長寿のカギ「テロメア」にも好影響があった

 定期的な瞑想がもたらす生理学的作用に重要な効果が実際にあることが、ほかの画期的研究によって示されている。

 精神神経内分泌学の専門誌『サイコニューロエンドクリノロジー』で2011年に報告されたところによると、カリフォルニア大学デイビス校の研究チームが、60人を対象に3か月間の集中的な瞑想プログラムを行った。これを「シャマサ・プロジェクト」と名づけ、ほかの科学者にも参加を呼びかけて、瞑想をする人の反応を多面的に調べた

 参加した研究者のひとり、カリフォルニア大学サンフランシスコ校の心理学者エリッサ・エペルは、エリザベス・ブラックバーン教授と共同研究を行っていた。ブラックバーンはテロメアに関する先駆的研究により、キャロル・グライダーとジャック・ショスタクとともに2009年のノーベル生理学・医学賞を受賞した人物である。

 テロメアとは、靴紐の先端についているプラスチックのパイプのように、染色体の末端を保護するキャップのようなものだ。細胞分裂のたびに少しずつ短くなり、一定の長さ以下になると分裂を停止して「細胞老化」という状態になる。

 テロメア短縮とテロメラーゼ活性低下は、心臓疾患、糖尿病、肥満、変性疾患、そして寿命の短期化といった重篤な疾患や症状のリスク上昇と関連している。

 研究者の報告した成果は驚くべきものだった。瞑想をする人はテロメラーゼ活性が「有意に高かった」 のだ。「自己統制感の高まりとネガティブな感情の減少が、テロメアの長さと免疫細胞の寿命に影響をおよぼすテロメラーゼ活性の上昇に寄与したことを、データは示している」と結論づけられた。

 2004年、エペル博士とブラックバーン博士はほかの研究者とともに、ストレスがテロメアの活動と長さに与える影響を実証する研究を行った。

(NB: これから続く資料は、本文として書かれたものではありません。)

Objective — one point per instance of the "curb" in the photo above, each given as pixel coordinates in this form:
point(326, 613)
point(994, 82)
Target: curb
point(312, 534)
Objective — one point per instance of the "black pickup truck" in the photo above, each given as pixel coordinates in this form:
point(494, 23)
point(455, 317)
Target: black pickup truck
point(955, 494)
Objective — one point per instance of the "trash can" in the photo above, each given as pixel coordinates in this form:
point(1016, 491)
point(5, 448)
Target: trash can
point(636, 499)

この研究の対象は59人の母親で、うち約半数が病気の子どもを介護する母親、残りが健康な子どもをもつ母親だった。

 長期のストレスがテロメアの長さに影響するという仮説は正しかった。

「介護群では、介護年数が長いほどテロメアは短く、テロメラーゼ活性が低かった」。そして「とくに強いストレスを感じていた女性たちは、ストレスがとくに少なかった女性たちに比べて、テロメアの長さが年数にして平均10年分も短かった」と結論づけられた。

 テロメアの短さは、加齢に伴うさまざまな病気とのあいだに関連性が認められている。したがって、ストレスを減らすことが、健康を大きく増進させるのは明らかだ。